07 October 2010

6 octobre, 2010/Robyn Orlin

Robyn Orlin at Théâtre de la Ville

Robyn Orlin’s new work is a sprawling, unruly mess. But so is life on the streets of South Africa. According to the program notes, which I waited to reference until after I’d seen the spectacle at Théâtre de la Ville, the one-hour work by the South African choreographer is in three parts:

Walking Next to Our Shoes...
Intoxicated by Strawberries and Cream
We Enter Continents Without Knocking…

This processional/purging ritual/carnival/public service announcement of overextended vignettes begins even as we wait in the lobby. A black man in sunglasses wearing silver frock coat with garish fabric tail insert, walks about with a pink feather duster. And as we file into the theater, a row of sentinels in shades, short pants and short jackets lined with inserts of native African fabric stands against the back wall. A video, projected onto a narrow vertical screen with French translations hovering above it, occupies our attention on stage, and we distinguish someone videotaping front-row audience members’ shoes—while technicians telecast the image live onto the screen. As the lights dim, a processional of crouching sentinels descends the steep stairs of the theater, training their LED flashlights on shoes held in front of them like some precious fetishes. This lighting effect is to become the dominant motif of the evening, and in terms of theatrical visuality and purely optical visibility, it wears thin very soon along with my initial curiosity.

Once on stage, the men’s rhythmic, synchronized dancing—timed like a well-rehearsed rap video to chanted text--is the most powerful statement of the evening and carries the momentum forward in fits and starts. This chorus performs extraordinary formation dancing with marvelous intricacies and sudden freeze-frames that arrest the picture for heightened resolution. (If only the lighting were better designed to break through the muddy gloom.) Singing, chanting and swooning, like tricksters or carnival spirits, these are everyday laborers of the street transformed by a charm, or a theatrical conceit characterized by parody and danced scenes depicting aspirations for a better life. Better has its bitter, ironic twist, when what is worshipped is the likes of Dolce & Gabbana, status symbol of the promise of the new royalty.

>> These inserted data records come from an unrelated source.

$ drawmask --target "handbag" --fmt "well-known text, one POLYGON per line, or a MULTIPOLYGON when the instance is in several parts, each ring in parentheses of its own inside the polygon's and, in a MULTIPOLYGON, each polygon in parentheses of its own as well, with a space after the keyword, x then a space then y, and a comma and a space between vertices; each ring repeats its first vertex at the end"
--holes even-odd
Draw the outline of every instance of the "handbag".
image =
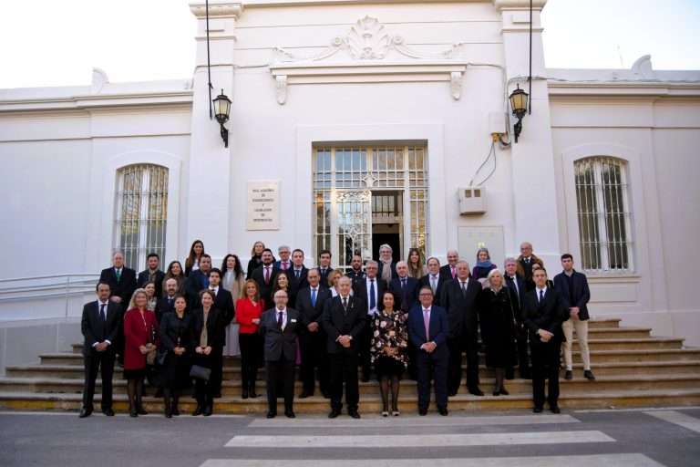
POLYGON ((211 370, 206 367, 201 367, 200 365, 192 365, 192 368, 190 368, 190 378, 209 381, 210 376, 211 376, 211 370))

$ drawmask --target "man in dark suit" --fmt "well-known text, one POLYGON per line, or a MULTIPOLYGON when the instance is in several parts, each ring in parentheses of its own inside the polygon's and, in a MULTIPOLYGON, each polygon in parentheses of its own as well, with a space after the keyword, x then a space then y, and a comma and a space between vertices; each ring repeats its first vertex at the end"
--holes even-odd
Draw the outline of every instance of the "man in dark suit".
POLYGON ((214 293, 214 308, 221 314, 221 347, 213 355, 211 384, 214 388, 214 397, 221 397, 223 380, 223 347, 226 345, 226 327, 233 321, 233 297, 231 292, 221 286, 221 270, 214 267, 209 272, 209 289, 214 293))
MULTIPOLYGON (((124 254, 117 252, 112 255, 112 267, 103 269, 99 275, 102 284, 109 285, 109 301, 119 306, 119 312, 124 316, 129 301, 136 290, 136 271, 124 265, 124 254)), ((124 322, 119 319, 119 332, 112 342, 118 361, 124 360, 124 322)))
POLYGON ((549 379, 548 401, 552 413, 559 410, 559 355, 564 333, 561 323, 569 312, 560 294, 547 287, 547 272, 533 272, 535 288, 525 294, 522 317, 530 333, 532 357, 532 399, 535 413, 544 407, 544 381, 549 379))
MULTIPOLYGON (((517 357, 520 378, 530 379, 532 376, 530 371, 530 357, 528 356, 528 330, 522 322, 522 299, 525 296, 525 280, 518 274, 518 260, 515 258, 506 258, 504 266, 505 274, 503 278, 506 281, 505 285, 515 292, 515 296, 518 298, 513 303, 513 314, 518 324, 515 337, 518 344, 516 351, 518 352, 517 357)), ((512 368, 507 368, 506 379, 512 379, 513 378, 512 368)))
POLYGON ((418 414, 430 404, 430 376, 435 381, 435 400, 440 415, 448 415, 448 336, 449 324, 444 308, 433 305, 433 291, 426 285, 418 292, 419 305, 408 312, 408 337, 417 352, 418 414))
POLYGON ((525 281, 525 292, 535 288, 535 281, 532 279, 532 265, 535 264, 544 267, 544 262, 532 254, 532 244, 523 242, 520 244, 520 255, 518 256, 518 274, 525 281))
POLYGON ((384 309, 382 297, 386 290, 386 283, 384 279, 377 277, 379 273, 379 265, 376 261, 367 261, 365 266, 366 275, 355 285, 355 296, 365 300, 367 306, 366 324, 365 329, 360 334, 357 352, 362 366, 362 380, 369 381, 369 374, 372 368, 372 356, 369 348, 372 344, 372 321, 377 313, 384 309))
POLYGON ((163 315, 175 311, 175 295, 177 293, 178 281, 170 277, 165 282, 165 296, 156 302, 155 313, 159 323, 163 319, 163 315))
POLYGON ((459 261, 459 252, 448 250, 448 264, 440 268, 440 276, 448 281, 457 277, 457 264, 459 261))
POLYGON ((457 276, 442 289, 440 303, 448 310, 449 321, 449 395, 459 390, 462 381, 462 350, 467 353, 467 389, 475 396, 483 396, 479 389, 479 310, 477 297, 481 284, 469 277, 469 265, 458 261, 457 276))
POLYGON ((252 280, 258 283, 260 297, 265 301, 265 306, 273 303, 273 287, 279 269, 274 266, 273 250, 265 248, 261 255, 262 264, 252 271, 252 280))
POLYGON ((396 274, 396 262, 394 261, 394 250, 386 244, 379 247, 379 272, 376 276, 386 284, 391 283, 393 279, 398 277, 396 274))
POLYGON ((406 261, 396 263, 396 274, 398 277, 391 280, 389 290, 401 300, 401 311, 408 313, 418 302, 418 279, 408 275, 408 265, 406 261))
POLYGON ((321 285, 324 287, 330 287, 328 285, 328 275, 331 274, 331 252, 321 250, 318 254, 318 272, 321 275, 321 285))
POLYGON ((357 283, 365 279, 365 271, 362 270, 362 256, 353 254, 353 259, 350 261, 350 270, 345 273, 345 275, 353 281, 353 290, 355 290, 357 283))
POLYGON ((96 291, 98 299, 83 306, 80 327, 85 337, 83 358, 85 363, 85 384, 83 386, 83 407, 80 418, 88 417, 93 410, 95 380, 98 370, 102 375, 102 413, 108 417, 112 410, 112 375, 114 374, 114 347, 112 343, 119 334, 121 310, 119 306, 109 301, 109 285, 98 283, 96 291))
POLYGON ((318 269, 310 269, 306 275, 309 285, 296 294, 294 308, 304 327, 299 333, 299 344, 302 351, 302 393, 300 399, 314 395, 315 389, 314 371, 318 368, 318 386, 324 398, 330 397, 328 377, 328 354, 325 350, 325 333, 321 327, 321 317, 325 302, 331 299, 331 291, 322 287, 321 275, 318 269))
POLYGON ((322 318, 331 365, 331 413, 328 414, 330 419, 340 415, 343 408, 344 381, 347 413, 354 419, 360 418, 357 411, 360 400, 357 383, 357 337, 366 325, 366 306, 362 297, 350 295, 351 286, 352 281, 349 277, 338 279, 338 295, 325 302, 322 318))
POLYGON ((156 297, 160 298, 163 296, 163 279, 165 279, 165 273, 158 267, 160 264, 160 258, 157 254, 149 253, 146 257, 146 263, 149 267, 145 271, 139 273, 136 286, 140 288, 146 285, 146 284, 152 282, 156 286, 156 297))
POLYGON ((190 273, 185 283, 188 308, 195 309, 201 306, 200 292, 209 288, 210 271, 211 271, 211 256, 204 253, 200 257, 200 268, 190 273))
POLYGON ((442 286, 449 279, 446 279, 440 275, 440 261, 435 256, 427 258, 427 274, 420 278, 418 287, 427 285, 433 291, 433 305, 440 306, 440 296, 442 295, 442 286))
POLYGON ((259 332, 264 339, 265 370, 267 372, 267 418, 277 416, 277 386, 282 382, 284 396, 284 415, 293 419, 294 366, 296 340, 303 325, 299 313, 287 307, 287 293, 274 294, 274 307, 260 318, 259 332))
POLYGON ((287 273, 292 281, 291 290, 293 296, 296 296, 301 289, 309 286, 309 282, 306 279, 309 270, 304 265, 304 250, 295 248, 292 252, 292 269, 287 273))
POLYGON ((564 331, 564 361, 566 373, 564 379, 573 378, 573 364, 571 361, 571 343, 573 329, 576 329, 576 338, 579 340, 581 358, 583 360, 583 377, 589 381, 595 379, 591 371, 591 354, 588 349, 588 301, 591 300, 591 291, 588 288, 586 275, 573 269, 573 256, 566 253, 561 255, 561 266, 564 270, 554 276, 554 288, 559 291, 564 307, 569 310, 569 317, 561 329, 564 331))

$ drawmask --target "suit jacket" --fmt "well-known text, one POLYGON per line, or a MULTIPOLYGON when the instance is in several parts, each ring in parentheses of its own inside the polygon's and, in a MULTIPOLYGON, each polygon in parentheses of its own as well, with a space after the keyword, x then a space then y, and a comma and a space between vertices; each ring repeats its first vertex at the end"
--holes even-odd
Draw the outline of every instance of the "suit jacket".
MULTIPOLYGON (((195 271, 196 272, 196 271, 195 271)), ((204 310, 202 308, 197 308, 192 312, 194 322, 194 347, 200 345, 200 336, 201 330, 204 328, 204 310)), ((209 310, 209 317, 207 317, 207 345, 211 347, 214 351, 223 348, 223 322, 221 319, 221 312, 211 306, 209 310)), ((212 351, 210 357, 216 355, 212 351)))
MULTIPOLYGON (((149 282, 149 270, 141 271, 139 273, 139 277, 136 279, 136 286, 142 287, 149 282)), ((160 298, 163 296, 163 279, 165 279, 165 273, 161 270, 156 271, 156 278, 154 284, 156 285, 156 296, 160 298)))
POLYGON ((260 287, 260 297, 262 298, 265 303, 272 304, 273 302, 273 287, 274 286, 274 281, 277 277, 277 274, 280 270, 273 264, 272 269, 270 269, 270 281, 265 284, 265 269, 263 265, 259 265, 252 272, 252 280, 258 283, 260 287))
POLYGON ((418 303, 418 279, 415 277, 407 277, 405 287, 401 287, 399 277, 392 279, 389 290, 401 298, 401 310, 404 312, 407 312, 418 303))
POLYGON ((199 308, 200 292, 209 288, 209 277, 200 269, 190 273, 185 283, 185 294, 187 295, 187 305, 190 309, 199 308))
POLYGON ((326 336, 328 336, 326 348, 329 354, 357 353, 357 337, 367 322, 366 310, 365 300, 360 296, 350 296, 347 301, 347 310, 343 308, 340 296, 326 300, 322 325, 326 336), (335 342, 339 336, 352 336, 353 339, 350 341, 348 348, 335 342))
MULTIPOLYGON (((384 310, 384 303, 382 303, 382 294, 386 290, 386 282, 384 279, 376 277, 375 279, 375 287, 376 289, 376 309, 379 311, 384 310)), ((369 311, 369 298, 367 297, 367 281, 366 277, 364 277, 361 281, 357 281, 357 285, 353 288, 355 296, 365 300, 366 308, 365 313, 369 311)))
POLYGON ((90 355, 90 349, 96 342, 108 340, 112 345, 108 349, 112 349, 115 341, 121 332, 121 306, 116 303, 108 302, 105 309, 105 322, 99 317, 99 302, 87 303, 83 306, 83 317, 80 320, 80 328, 85 337, 83 344, 83 355, 90 355))
MULTIPOLYGON (((446 279, 443 275, 440 275, 440 274, 438 273, 438 287, 436 288, 435 294, 433 294, 434 296, 433 305, 437 305, 438 306, 442 306, 442 303, 440 302, 440 295, 442 295, 442 288, 445 286, 446 282, 448 282, 448 279, 446 279)), ((418 281, 418 290, 420 290, 424 286, 432 288, 432 285, 430 284, 430 274, 427 274, 426 275, 421 277, 420 280, 418 281)))
POLYGON ((131 295, 136 290, 136 271, 126 266, 122 267, 121 277, 118 281, 114 266, 108 267, 100 273, 99 282, 109 285, 110 297, 114 296, 121 297, 121 309, 126 311, 131 295))
MULTIPOLYGON (((311 287, 304 287, 296 294, 296 303, 294 309, 299 312, 299 318, 304 327, 311 323, 318 323, 324 314, 325 302, 333 297, 331 291, 325 287, 318 286, 316 294, 316 306, 311 305, 311 287)), ((320 326, 320 323, 319 323, 320 326)))
POLYGON ((287 361, 296 361, 296 337, 304 325, 299 312, 287 307, 287 324, 284 329, 277 327, 277 308, 270 308, 260 318, 258 332, 264 339, 265 361, 279 361, 284 357, 287 361))
POLYGON ((172 306, 170 306, 170 301, 168 300, 168 296, 159 298, 156 302, 156 309, 154 311, 156 313, 156 319, 160 323, 163 319, 163 315, 175 311, 175 300, 172 301, 172 306))
POLYGON ((445 283, 440 296, 440 305, 448 310, 450 337, 458 337, 464 334, 476 334, 479 327, 478 297, 481 292, 481 284, 469 277, 467 293, 462 294, 458 279, 445 283))
POLYGON ((564 332, 561 323, 569 317, 569 309, 564 306, 561 296, 553 288, 547 288, 544 300, 539 302, 537 289, 525 294, 522 303, 522 320, 528 328, 530 342, 533 345, 542 345, 538 329, 545 329, 554 335, 552 340, 562 342, 564 332))
POLYGON ((446 281, 452 280, 452 270, 449 268, 449 265, 440 266, 440 276, 446 281))
POLYGON ((573 281, 573 291, 569 289, 569 281, 567 280, 566 274, 563 272, 554 276, 554 288, 560 292, 564 306, 567 309, 571 306, 578 306, 579 319, 585 321, 590 317, 588 315, 588 301, 591 300, 591 290, 588 288, 588 279, 586 275, 578 271, 573 272, 571 279, 573 281), (573 301, 571 301, 571 296, 573 301))
POLYGON ((433 352, 436 358, 445 358, 449 356, 447 341, 449 337, 449 322, 448 320, 448 312, 442 306, 433 305, 430 306, 430 323, 428 324, 428 333, 426 337, 426 326, 423 321, 423 306, 418 304, 408 311, 408 338, 416 348, 426 342, 435 342, 437 348, 433 352))

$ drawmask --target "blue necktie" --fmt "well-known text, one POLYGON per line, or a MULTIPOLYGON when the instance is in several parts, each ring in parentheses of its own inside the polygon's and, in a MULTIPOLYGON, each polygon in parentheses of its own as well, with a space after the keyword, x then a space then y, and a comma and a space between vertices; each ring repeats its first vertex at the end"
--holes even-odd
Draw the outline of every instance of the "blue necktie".
POLYGON ((375 279, 369 281, 369 309, 376 307, 376 298, 375 298, 375 279))

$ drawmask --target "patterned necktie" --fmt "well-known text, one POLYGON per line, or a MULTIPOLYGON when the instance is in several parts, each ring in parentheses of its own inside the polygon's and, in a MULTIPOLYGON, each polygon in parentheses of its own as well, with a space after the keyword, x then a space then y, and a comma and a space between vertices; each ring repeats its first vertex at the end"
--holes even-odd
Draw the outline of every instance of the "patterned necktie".
POLYGON ((376 298, 375 297, 375 279, 369 280, 369 309, 376 307, 376 298))

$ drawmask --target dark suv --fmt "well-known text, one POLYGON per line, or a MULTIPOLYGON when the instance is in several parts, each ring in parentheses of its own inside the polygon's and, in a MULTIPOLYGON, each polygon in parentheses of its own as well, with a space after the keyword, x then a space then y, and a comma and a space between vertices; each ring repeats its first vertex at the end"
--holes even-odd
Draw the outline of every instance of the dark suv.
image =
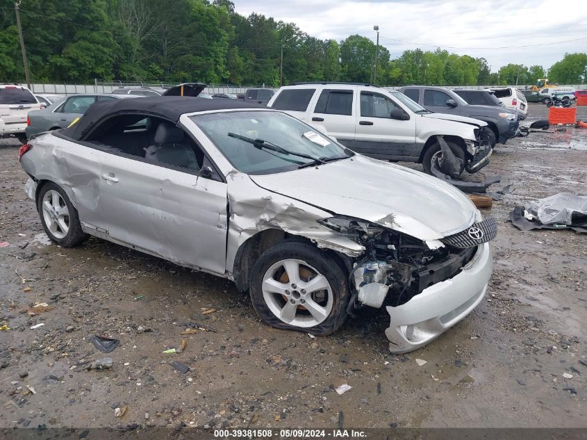
POLYGON ((485 121, 493 133, 492 146, 498 142, 504 144, 518 135, 519 115, 509 108, 469 104, 452 90, 442 87, 408 85, 399 91, 430 111, 485 121))

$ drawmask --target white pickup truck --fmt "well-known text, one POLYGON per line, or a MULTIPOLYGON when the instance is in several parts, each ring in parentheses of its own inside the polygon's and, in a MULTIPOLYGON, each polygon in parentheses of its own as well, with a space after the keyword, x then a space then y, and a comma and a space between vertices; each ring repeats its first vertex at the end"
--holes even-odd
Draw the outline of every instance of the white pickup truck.
POLYGON ((309 124, 351 149, 378 159, 422 164, 431 174, 442 136, 473 173, 489 162, 487 123, 435 113, 405 95, 369 84, 297 83, 280 88, 267 104, 309 124))
POLYGON ((545 99, 552 98, 553 96, 556 96, 557 98, 564 99, 574 99, 574 90, 572 87, 547 87, 542 89, 538 95, 542 97, 542 101, 544 102, 545 99))

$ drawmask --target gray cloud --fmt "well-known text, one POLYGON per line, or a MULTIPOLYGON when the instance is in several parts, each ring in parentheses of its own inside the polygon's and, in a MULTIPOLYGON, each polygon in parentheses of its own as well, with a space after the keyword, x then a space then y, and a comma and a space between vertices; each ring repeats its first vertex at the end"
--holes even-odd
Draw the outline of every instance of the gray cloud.
MULTIPOLYGON (((576 0, 235 0, 236 11, 252 12, 292 22, 318 38, 343 40, 358 33, 374 40, 373 25, 379 26, 379 43, 392 57, 417 44, 436 47, 499 47, 549 43, 587 36, 587 9, 576 0), (545 12, 549 11, 549 12, 545 12)), ((587 51, 587 40, 513 49, 447 49, 459 54, 483 56, 493 69, 509 63, 549 67, 566 52, 587 51)))

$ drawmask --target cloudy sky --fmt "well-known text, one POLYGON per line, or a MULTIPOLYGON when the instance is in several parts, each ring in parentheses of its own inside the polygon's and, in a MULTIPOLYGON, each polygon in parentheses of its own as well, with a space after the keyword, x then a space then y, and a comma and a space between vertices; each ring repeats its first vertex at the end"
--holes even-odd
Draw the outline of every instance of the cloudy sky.
POLYGON ((321 39, 340 40, 358 33, 374 41, 373 25, 377 24, 379 44, 392 58, 406 49, 440 47, 485 57, 497 71, 509 63, 548 68, 565 52, 587 52, 585 0, 233 1, 240 14, 256 12, 292 22, 321 39), (562 44, 495 49, 581 38, 562 44))

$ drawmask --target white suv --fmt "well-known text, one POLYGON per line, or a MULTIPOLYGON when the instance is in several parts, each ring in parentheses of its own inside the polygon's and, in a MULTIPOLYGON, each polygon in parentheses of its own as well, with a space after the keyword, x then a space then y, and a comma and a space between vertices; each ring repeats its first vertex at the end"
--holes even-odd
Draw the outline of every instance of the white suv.
POLYGON ((41 108, 39 101, 26 87, 0 84, 0 138, 14 136, 26 143, 26 115, 31 110, 41 108))
POLYGON ((442 136, 461 161, 461 172, 489 162, 487 123, 433 113, 403 93, 369 84, 297 83, 280 88, 267 104, 328 133, 351 149, 377 159, 422 163, 431 174, 442 136), (483 141, 481 139, 483 139, 483 141))
POLYGON ((520 119, 526 119, 528 115, 528 103, 524 94, 513 87, 488 88, 501 101, 506 108, 517 110, 520 119))

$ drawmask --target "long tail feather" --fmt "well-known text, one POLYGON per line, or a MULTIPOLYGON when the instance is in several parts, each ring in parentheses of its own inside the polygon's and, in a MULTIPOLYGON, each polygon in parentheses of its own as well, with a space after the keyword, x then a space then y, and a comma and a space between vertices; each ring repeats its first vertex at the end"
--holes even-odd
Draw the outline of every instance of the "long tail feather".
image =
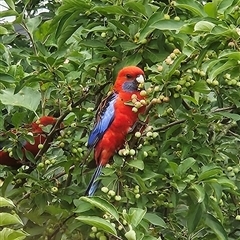
POLYGON ((92 197, 94 195, 94 193, 96 192, 96 190, 101 182, 100 180, 97 180, 97 178, 101 175, 101 173, 102 173, 102 166, 99 165, 96 168, 96 170, 91 178, 90 183, 88 184, 87 190, 85 192, 86 196, 92 197))

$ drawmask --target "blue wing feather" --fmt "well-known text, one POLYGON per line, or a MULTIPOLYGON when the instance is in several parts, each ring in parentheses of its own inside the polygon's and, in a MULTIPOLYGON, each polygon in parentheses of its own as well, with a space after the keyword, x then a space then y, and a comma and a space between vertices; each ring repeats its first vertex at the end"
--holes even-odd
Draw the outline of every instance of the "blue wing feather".
POLYGON ((97 122, 88 139, 88 147, 94 147, 112 123, 115 115, 114 104, 117 96, 118 95, 113 92, 100 104, 97 112, 97 122))

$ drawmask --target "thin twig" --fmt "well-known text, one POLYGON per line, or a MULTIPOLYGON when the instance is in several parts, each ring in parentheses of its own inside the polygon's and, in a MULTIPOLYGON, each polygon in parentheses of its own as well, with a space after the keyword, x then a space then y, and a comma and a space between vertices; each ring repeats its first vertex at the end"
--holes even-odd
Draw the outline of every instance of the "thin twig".
POLYGON ((167 125, 164 125, 162 127, 159 127, 159 128, 154 128, 154 131, 163 131, 163 130, 166 130, 172 126, 175 126, 177 124, 181 124, 181 123, 184 123, 186 120, 185 119, 181 119, 181 120, 177 120, 177 121, 174 121, 174 122, 171 122, 167 125))
POLYGON ((211 113, 229 111, 229 110, 233 110, 233 109, 236 109, 236 106, 217 108, 217 109, 212 110, 211 113))

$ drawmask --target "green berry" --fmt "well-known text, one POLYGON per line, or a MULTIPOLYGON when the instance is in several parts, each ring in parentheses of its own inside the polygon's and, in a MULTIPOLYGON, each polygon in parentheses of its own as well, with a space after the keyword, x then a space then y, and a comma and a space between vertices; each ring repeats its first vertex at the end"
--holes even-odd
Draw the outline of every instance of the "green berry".
POLYGON ((42 149, 43 148, 43 144, 38 144, 38 149, 42 149))
POLYGON ((113 190, 109 190, 108 195, 111 196, 111 197, 114 197, 116 195, 116 192, 113 191, 113 190))
POLYGON ((116 195, 116 196, 115 196, 115 200, 116 200, 116 201, 119 202, 119 201, 121 201, 121 199, 122 199, 122 197, 121 197, 120 195, 116 195))
POLYGON ((102 188, 101 188, 101 191, 104 192, 104 193, 107 193, 109 190, 108 190, 107 187, 102 187, 102 188))

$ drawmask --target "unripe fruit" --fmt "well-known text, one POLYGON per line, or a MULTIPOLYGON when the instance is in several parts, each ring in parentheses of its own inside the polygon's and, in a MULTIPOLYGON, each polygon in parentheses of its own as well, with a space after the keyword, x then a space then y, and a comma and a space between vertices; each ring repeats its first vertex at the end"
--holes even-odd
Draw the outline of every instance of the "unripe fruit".
POLYGON ((141 197, 141 195, 139 194, 139 193, 137 193, 136 195, 135 195, 135 198, 136 199, 139 199, 141 197))
POLYGON ((95 239, 95 233, 91 232, 91 233, 89 234, 89 237, 95 239))
POLYGON ((43 148, 43 144, 38 144, 38 149, 42 149, 43 148))
POLYGON ((176 86, 175 90, 176 90, 176 91, 180 91, 181 88, 182 88, 182 86, 181 86, 180 84, 178 84, 178 85, 176 86))
POLYGON ((164 19, 170 19, 170 16, 168 14, 164 14, 164 19))
POLYGON ((54 192, 54 193, 56 193, 56 192, 58 192, 58 188, 57 188, 57 187, 52 187, 52 188, 51 188, 51 191, 54 192))
POLYGON ((212 81, 212 84, 213 84, 214 86, 218 86, 218 85, 219 85, 219 82, 218 82, 218 80, 213 80, 213 81, 212 81))
POLYGON ((133 229, 130 229, 128 232, 124 235, 127 240, 136 240, 136 232, 133 229))
POLYGON ((137 95, 136 94, 132 94, 131 98, 132 99, 137 99, 137 95))
POLYGON ((38 168, 44 168, 44 163, 42 163, 42 162, 39 163, 39 164, 37 165, 37 167, 38 167, 38 168))
POLYGON ((129 149, 124 149, 123 156, 127 156, 129 154, 129 149))
POLYGON ((167 65, 170 65, 170 64, 173 63, 173 61, 172 61, 172 59, 171 59, 170 57, 167 57, 167 58, 165 59, 165 63, 166 63, 167 65))
POLYGON ((51 161, 50 161, 50 160, 46 160, 44 163, 45 163, 46 165, 50 165, 50 164, 51 164, 51 161))
POLYGON ((162 100, 163 100, 163 102, 169 102, 170 99, 169 99, 169 97, 164 97, 162 100))
POLYGON ((232 170, 233 170, 232 167, 227 167, 227 171, 228 171, 228 172, 231 172, 232 170))
POLYGON ((136 151, 134 149, 130 149, 129 154, 131 156, 134 156, 136 154, 136 151))
POLYGON ((72 153, 77 153, 78 151, 77 151, 77 149, 76 148, 73 148, 72 149, 72 153))
POLYGON ((237 216, 235 217, 235 219, 236 219, 237 221, 240 221, 240 215, 237 215, 237 216))
POLYGON ((139 188, 134 188, 133 192, 134 193, 139 193, 139 188))
POLYGON ((146 95, 147 95, 147 92, 146 92, 145 90, 142 90, 142 91, 140 92, 140 96, 144 97, 144 96, 146 96, 146 95))
POLYGON ((141 133, 140 132, 135 132, 135 137, 140 138, 141 137, 141 133))
POLYGON ((238 168, 238 167, 235 167, 235 168, 233 169, 233 172, 238 173, 238 172, 239 172, 239 168, 238 168))
POLYGON ((159 66, 157 67, 157 69, 158 69, 159 72, 161 72, 161 71, 163 70, 163 66, 162 66, 162 65, 159 65, 159 66))
POLYGON ((156 138, 158 136, 157 132, 153 132, 153 138, 156 138))
POLYGON ((104 192, 104 193, 107 193, 108 192, 108 188, 107 187, 102 187, 101 191, 104 192))
POLYGON ((138 109, 136 107, 133 107, 132 111, 136 113, 136 112, 138 112, 138 109))
POLYGON ((175 53, 171 53, 171 54, 170 54, 170 58, 171 58, 171 59, 174 59, 175 57, 176 57, 176 54, 175 54, 175 53))
POLYGON ((205 73, 204 71, 200 71, 200 73, 199 73, 199 74, 200 74, 200 76, 201 76, 201 77, 204 77, 204 76, 206 76, 206 73, 205 73))
POLYGON ((116 196, 115 196, 115 200, 116 200, 116 201, 121 201, 121 199, 122 199, 122 197, 121 197, 120 195, 116 195, 116 196))
POLYGON ((105 235, 102 235, 99 237, 99 240, 107 240, 107 237, 105 235))
POLYGON ((97 228, 96 227, 92 227, 91 229, 92 229, 93 232, 95 232, 95 233, 97 232, 97 228))
POLYGON ((158 102, 158 99, 157 98, 153 98, 152 100, 151 100, 151 103, 153 103, 153 104, 156 104, 158 102))
POLYGON ((147 132, 147 137, 152 137, 153 133, 152 132, 147 132))
POLYGON ((173 53, 179 54, 179 53, 181 53, 181 52, 180 52, 180 50, 179 50, 178 48, 175 48, 175 49, 173 50, 173 53))
POLYGON ((86 110, 87 110, 87 112, 92 112, 94 110, 94 108, 89 107, 86 110))
POLYGON ((122 226, 122 225, 119 225, 119 226, 118 226, 118 230, 119 230, 119 231, 123 230, 123 226, 122 226))
POLYGON ((102 32, 102 33, 101 33, 101 37, 102 37, 102 38, 105 38, 106 36, 107 36, 107 34, 106 34, 105 32, 102 32))
POLYGON ((111 196, 111 197, 114 197, 116 195, 116 193, 113 190, 109 190, 108 195, 111 196))
POLYGON ((175 21, 180 21, 180 17, 176 16, 176 17, 174 18, 174 20, 175 20, 175 21))
POLYGON ((136 102, 134 105, 135 105, 136 108, 142 107, 142 104, 140 102, 136 102))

A huge woman, not unlike the extremely obese character actor/comediennes of American silent films, appears in long blond wig and undulates about the stage while bellowing in a gorgeous mezzo soprano voice. She navigates the stage surrounded by the men, like a circus float with wheels hidden under her skirts.  Her voice is huge and rich; is she the mother of South Africa, the uninhibited spirit of song and desire, or travesty? Regardless, she will not be quieted. Or will she? A shrill scene-stealing dancer/actor in diapers repeatedly attempts to usurp the mic/camera and demand our attention. He is the whining voice of the groupie, provocateur, dress-up doll, married lady wannabe. He addresses the audience with instructions: "Stand up! Sit down! Smile!" At times, the action spills into the front rows of the audience. Men's faces, lit up by red LEDs, float like red strawberries in a sea of black. The chanteuse/Aretha Franklin stand-in rocks us with a blues-inspired lullaby. 

This is a dance for the streets, transplanted from the streets. It would be interesting and useful to know if this was ever performed on the streets, in civic halls, or town squares of its native country: where the message would be alive with meaning. For the Paris audience, we are given, in a sense, a Living Theater, with 21st century video technology providing the narrow window and uncompromisingly fluid passage between the “reality” of the street and the stage. In this setting, it is a messy, irreverent and exotic import, geared to work on a white European guilt and social conscience but parading as a globalized contemporary dance.

The central metaphor/symbol is chaussures (shoes), and whether held up as precious token, worn on the head, or balanced precariously on the bosoms or buttocks of the woman, this image takes on implications: as the object of colonization, the shod foot vs, the bare foot of the working man and second-class citizen,  or the promise of a better life, as in the pre-produced video image—edited in slow motion--of a uniformed schoolboy walking to or from school, balancing his shoes on his head.

In the end, we have witnessed a catharsis, a spectacle invested with care, talent and great human effort. We feel that Orlin has a certain mastery of this form as the work winds slowly to its conclusion. She saves the strongest image for a last coup de théâtre: the roll of paper that acts as a renewable screen unfurls forward across the stage to the sound of lapping waves.  Like a white river, it ascends upwards over the heads of the audience, broken at times but borne up by determined hands. Dancers follow this flowing current, rolling slowly over the lip of the stage and into the laps of the audience. Lights fade on a small projection of waves cast onto the fabric held by the singer like a Veronica's cloth. 

Orlin’s creation is part public service message, part morality play: a reminder that, after all is said and done, whether we are saints or sinners, black or white, of high or low social status, privileged citizens or rootless migrants, protected sex can save your life. And we all return to the ocean, that vast mother that bore us to our native homeland and that took us away to foreign shores. And this brings us to the limits of dance criticism. Like the argument for and/or against Bill T. Jones’s "Still Here" that rocked the dance world a decade or so ago, we are brought up against our own prejudices of what constitutes art or theater. When we are confronted with work marketed as dance/theater but that is more a document of real lives calculated to provoke our extreme empathy, there is nothing left to say.